How do you keep your agents trained and up to date?
We have strategic partnerships with other major training companies. Our #1 partner is Progressive Force Concepts out of Las Vegas. I’ve been with them for years now. Steve Chrisdeck is the CEO. He’s been a close friend of mine for a while now. What I established is, if you want to be on the Black Team and work alongside the world’s 1% clients that we have, they have to go throw certain trainings. One of them is an executive protection development concept course that Progressive Force Concepts hosts, and they have one of the only internationally recognized certification courses for executive protection. To be on the Black Team, that is the steppingstone. I fund the training. Then year to year, I keep record of their training and rotate them out, so they are a well-rounded package.

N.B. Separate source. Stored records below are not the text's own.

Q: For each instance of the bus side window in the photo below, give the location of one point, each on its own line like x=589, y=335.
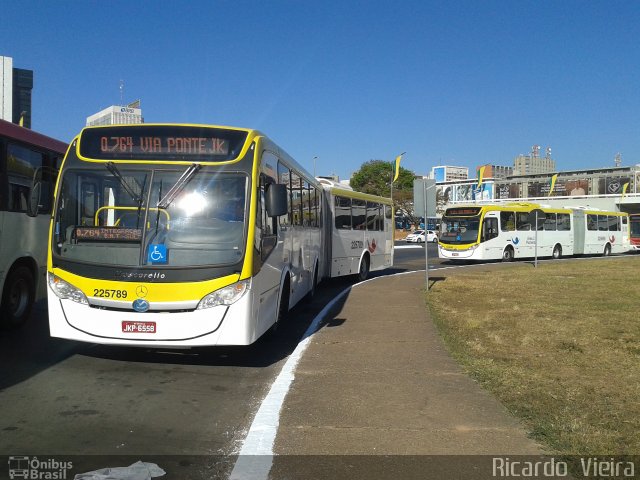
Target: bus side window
x=507, y=221
x=522, y=221
x=489, y=229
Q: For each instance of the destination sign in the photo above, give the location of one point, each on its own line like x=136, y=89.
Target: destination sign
x=164, y=145
x=462, y=212
x=161, y=142
x=108, y=234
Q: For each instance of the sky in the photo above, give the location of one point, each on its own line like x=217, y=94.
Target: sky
x=460, y=83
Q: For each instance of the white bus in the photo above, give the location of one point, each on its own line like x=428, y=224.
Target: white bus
x=26, y=158
x=362, y=232
x=182, y=235
x=507, y=231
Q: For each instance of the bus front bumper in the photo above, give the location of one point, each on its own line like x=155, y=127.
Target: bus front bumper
x=451, y=254
x=220, y=325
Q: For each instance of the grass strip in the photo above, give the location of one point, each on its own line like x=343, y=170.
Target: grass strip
x=558, y=345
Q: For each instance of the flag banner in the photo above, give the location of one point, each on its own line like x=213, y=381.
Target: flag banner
x=397, y=168
x=552, y=183
x=481, y=175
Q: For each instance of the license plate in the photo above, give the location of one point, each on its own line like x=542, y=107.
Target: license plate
x=138, y=327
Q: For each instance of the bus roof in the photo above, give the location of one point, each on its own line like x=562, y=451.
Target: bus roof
x=30, y=137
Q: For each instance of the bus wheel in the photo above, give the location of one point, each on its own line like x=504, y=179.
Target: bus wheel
x=507, y=254
x=363, y=273
x=283, y=306
x=314, y=284
x=17, y=298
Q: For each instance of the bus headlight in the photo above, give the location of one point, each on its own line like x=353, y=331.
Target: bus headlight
x=225, y=296
x=64, y=290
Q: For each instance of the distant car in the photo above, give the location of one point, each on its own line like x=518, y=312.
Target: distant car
x=418, y=236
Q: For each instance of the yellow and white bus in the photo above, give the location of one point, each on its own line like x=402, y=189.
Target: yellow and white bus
x=361, y=232
x=508, y=231
x=181, y=235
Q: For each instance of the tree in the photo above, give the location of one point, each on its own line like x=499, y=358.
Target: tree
x=374, y=177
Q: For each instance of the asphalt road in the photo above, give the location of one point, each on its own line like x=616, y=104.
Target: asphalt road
x=61, y=398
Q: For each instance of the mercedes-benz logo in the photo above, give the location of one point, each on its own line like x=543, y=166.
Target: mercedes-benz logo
x=140, y=305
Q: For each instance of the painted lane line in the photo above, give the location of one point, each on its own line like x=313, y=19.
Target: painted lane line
x=256, y=455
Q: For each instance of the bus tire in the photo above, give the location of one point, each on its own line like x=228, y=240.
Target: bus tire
x=18, y=296
x=283, y=306
x=507, y=254
x=363, y=271
x=314, y=284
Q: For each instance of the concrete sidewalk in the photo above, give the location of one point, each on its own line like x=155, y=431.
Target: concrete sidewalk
x=376, y=379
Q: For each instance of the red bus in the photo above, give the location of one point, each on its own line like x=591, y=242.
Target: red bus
x=27, y=158
x=634, y=231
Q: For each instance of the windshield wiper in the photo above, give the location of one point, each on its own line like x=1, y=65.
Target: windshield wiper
x=179, y=185
x=116, y=173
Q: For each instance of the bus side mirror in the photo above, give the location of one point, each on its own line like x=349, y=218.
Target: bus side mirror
x=276, y=200
x=34, y=200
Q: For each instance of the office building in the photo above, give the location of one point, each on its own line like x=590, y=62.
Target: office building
x=495, y=171
x=117, y=115
x=16, y=85
x=533, y=163
x=446, y=173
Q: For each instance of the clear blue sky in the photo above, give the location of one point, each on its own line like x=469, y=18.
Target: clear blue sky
x=457, y=83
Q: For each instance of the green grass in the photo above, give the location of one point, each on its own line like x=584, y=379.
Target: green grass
x=559, y=345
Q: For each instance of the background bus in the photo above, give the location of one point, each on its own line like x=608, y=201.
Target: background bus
x=634, y=231
x=361, y=232
x=26, y=158
x=185, y=235
x=508, y=231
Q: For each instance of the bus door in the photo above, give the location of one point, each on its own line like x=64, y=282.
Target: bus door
x=489, y=236
x=579, y=229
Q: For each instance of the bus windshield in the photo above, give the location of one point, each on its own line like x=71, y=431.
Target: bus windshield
x=635, y=226
x=459, y=230
x=130, y=216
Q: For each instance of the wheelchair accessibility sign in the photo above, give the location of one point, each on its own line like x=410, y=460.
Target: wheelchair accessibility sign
x=157, y=254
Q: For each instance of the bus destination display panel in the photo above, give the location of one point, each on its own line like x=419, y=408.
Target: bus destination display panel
x=161, y=143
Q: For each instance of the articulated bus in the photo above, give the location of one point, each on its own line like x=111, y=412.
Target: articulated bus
x=188, y=235
x=634, y=231
x=26, y=158
x=508, y=231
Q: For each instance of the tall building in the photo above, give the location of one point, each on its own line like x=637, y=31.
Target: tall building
x=117, y=115
x=446, y=173
x=16, y=85
x=495, y=171
x=534, y=163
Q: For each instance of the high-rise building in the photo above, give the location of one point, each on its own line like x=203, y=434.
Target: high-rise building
x=117, y=115
x=495, y=171
x=446, y=173
x=534, y=163
x=16, y=85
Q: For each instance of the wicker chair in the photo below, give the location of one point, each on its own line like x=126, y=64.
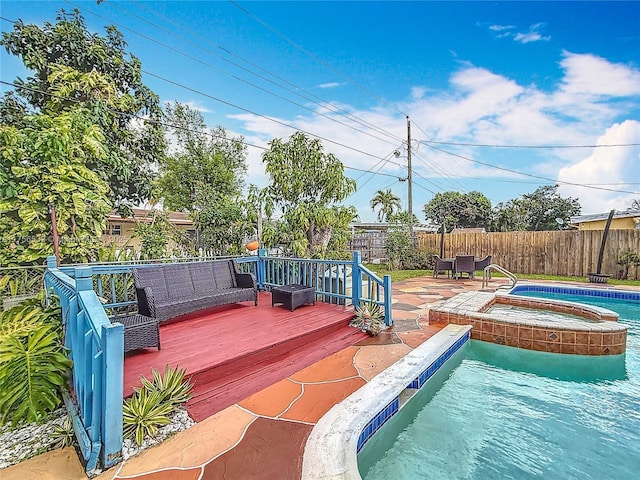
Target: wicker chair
x=171, y=290
x=140, y=331
x=465, y=264
x=442, y=266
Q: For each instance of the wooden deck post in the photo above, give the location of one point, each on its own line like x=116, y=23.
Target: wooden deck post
x=356, y=279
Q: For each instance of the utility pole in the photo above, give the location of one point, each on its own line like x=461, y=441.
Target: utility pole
x=409, y=186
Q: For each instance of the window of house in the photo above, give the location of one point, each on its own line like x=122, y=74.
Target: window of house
x=113, y=229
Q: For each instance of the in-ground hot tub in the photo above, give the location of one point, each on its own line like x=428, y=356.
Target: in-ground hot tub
x=535, y=324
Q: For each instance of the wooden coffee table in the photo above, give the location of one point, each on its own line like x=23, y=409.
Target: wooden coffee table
x=292, y=296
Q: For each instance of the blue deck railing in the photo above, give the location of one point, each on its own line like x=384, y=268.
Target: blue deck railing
x=91, y=295
x=97, y=351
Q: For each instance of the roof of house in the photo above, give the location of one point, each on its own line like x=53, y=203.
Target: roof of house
x=145, y=216
x=383, y=226
x=598, y=217
x=469, y=230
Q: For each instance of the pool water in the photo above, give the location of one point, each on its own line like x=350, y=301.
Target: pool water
x=507, y=413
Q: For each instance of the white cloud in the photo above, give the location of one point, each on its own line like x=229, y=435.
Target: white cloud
x=616, y=168
x=330, y=85
x=501, y=28
x=588, y=75
x=195, y=105
x=480, y=106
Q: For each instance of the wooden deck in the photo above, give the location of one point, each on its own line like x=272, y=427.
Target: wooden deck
x=234, y=351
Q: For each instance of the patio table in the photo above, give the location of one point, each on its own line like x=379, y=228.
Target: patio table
x=292, y=296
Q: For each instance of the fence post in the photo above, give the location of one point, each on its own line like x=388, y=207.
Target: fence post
x=260, y=268
x=356, y=279
x=386, y=281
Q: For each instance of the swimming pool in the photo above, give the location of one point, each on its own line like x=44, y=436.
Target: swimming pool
x=503, y=412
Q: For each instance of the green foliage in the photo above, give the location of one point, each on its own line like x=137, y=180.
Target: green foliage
x=538, y=210
x=388, y=203
x=151, y=405
x=369, y=317
x=46, y=164
x=455, y=209
x=63, y=434
x=171, y=385
x=206, y=163
x=143, y=414
x=33, y=365
x=306, y=185
x=21, y=282
x=204, y=176
x=93, y=73
x=398, y=246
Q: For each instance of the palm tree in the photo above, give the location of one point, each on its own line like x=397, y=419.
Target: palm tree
x=388, y=202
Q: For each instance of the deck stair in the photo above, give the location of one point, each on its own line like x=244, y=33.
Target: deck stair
x=231, y=353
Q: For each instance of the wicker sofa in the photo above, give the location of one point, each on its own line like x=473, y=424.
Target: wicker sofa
x=171, y=290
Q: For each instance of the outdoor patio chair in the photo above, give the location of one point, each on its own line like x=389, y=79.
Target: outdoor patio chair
x=441, y=265
x=484, y=263
x=464, y=264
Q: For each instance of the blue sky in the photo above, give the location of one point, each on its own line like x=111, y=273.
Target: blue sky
x=473, y=73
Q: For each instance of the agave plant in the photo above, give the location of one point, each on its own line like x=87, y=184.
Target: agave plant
x=34, y=367
x=152, y=404
x=172, y=385
x=369, y=317
x=144, y=413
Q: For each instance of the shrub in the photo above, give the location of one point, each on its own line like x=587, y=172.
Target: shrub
x=34, y=367
x=151, y=406
x=369, y=318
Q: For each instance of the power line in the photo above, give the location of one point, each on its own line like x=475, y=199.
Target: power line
x=529, y=146
x=528, y=174
x=235, y=77
x=296, y=88
x=176, y=127
x=315, y=58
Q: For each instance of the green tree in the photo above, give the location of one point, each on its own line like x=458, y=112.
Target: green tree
x=509, y=217
x=87, y=61
x=388, y=203
x=544, y=206
x=204, y=162
x=455, y=209
x=44, y=165
x=204, y=176
x=307, y=184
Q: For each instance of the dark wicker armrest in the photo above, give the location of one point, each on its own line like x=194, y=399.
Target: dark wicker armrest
x=246, y=280
x=146, y=302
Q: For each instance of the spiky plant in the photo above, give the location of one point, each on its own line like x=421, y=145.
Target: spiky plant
x=369, y=317
x=151, y=405
x=143, y=413
x=171, y=385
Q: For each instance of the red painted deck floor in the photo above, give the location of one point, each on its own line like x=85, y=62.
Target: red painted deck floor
x=233, y=351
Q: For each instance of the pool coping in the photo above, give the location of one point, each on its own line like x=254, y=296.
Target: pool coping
x=331, y=449
x=602, y=292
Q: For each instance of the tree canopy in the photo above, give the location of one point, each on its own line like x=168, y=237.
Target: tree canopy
x=455, y=209
x=44, y=165
x=388, y=203
x=70, y=68
x=204, y=176
x=306, y=184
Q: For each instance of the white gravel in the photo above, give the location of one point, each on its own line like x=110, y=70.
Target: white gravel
x=34, y=439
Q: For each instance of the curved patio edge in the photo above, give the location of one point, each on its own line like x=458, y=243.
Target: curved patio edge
x=331, y=449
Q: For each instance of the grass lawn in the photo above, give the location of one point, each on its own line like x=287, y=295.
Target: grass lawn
x=380, y=269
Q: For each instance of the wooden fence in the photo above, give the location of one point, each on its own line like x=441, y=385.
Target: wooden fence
x=565, y=252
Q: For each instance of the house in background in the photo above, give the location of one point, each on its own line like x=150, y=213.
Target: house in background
x=121, y=230
x=468, y=230
x=627, y=220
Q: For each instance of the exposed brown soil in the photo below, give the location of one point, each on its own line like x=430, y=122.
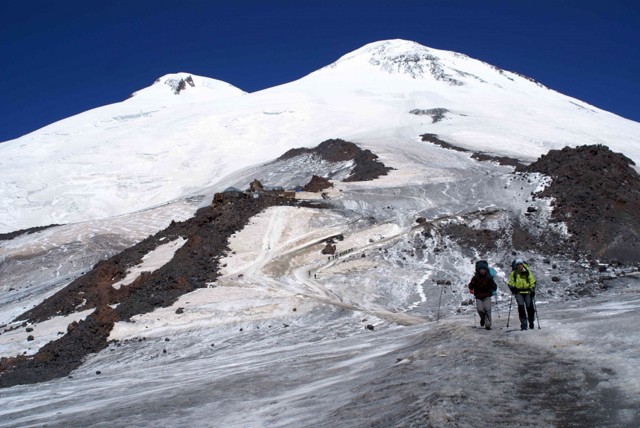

What are you looking forward to in 2024?
Every year we are on the incline. One of the other challenges for me has been managing that business incline and scale. I’m not a one-man army and the only way it can operate the way it can is with the people under me. It’s funny, every year I seem to be hiring more people for different positions and different things, and then we scale even more than projected. So, it’s like a constant catch-up game. I’m hoping by 2024 it’s a little more automated while maintaining quality control. I’m hoping to get to a little more automated myself so that I can focus on more of the business development as we go.
What advice would you have for anyone trying to break into Executive Protection?
The experience and having a background does matter – for Roman Sanford, you have to have done a number of years either in the security industry, military, or law enforcement, to qualify for EP. But the biggest thing is really that you just have to have the drive to stay the course. The future, especially for what we do, is always an unknown. EP work can be very demanding. Stay humble, stay the course, and respect the industry. The 1% world is a small one and that’s what a lot of people don’t understand; you can mess up once and it can sink you and your reputation in the EP industry. You never know who you’re talking to, that’s why I say respect everyone (competitors included). There’s plenty of work out there for all.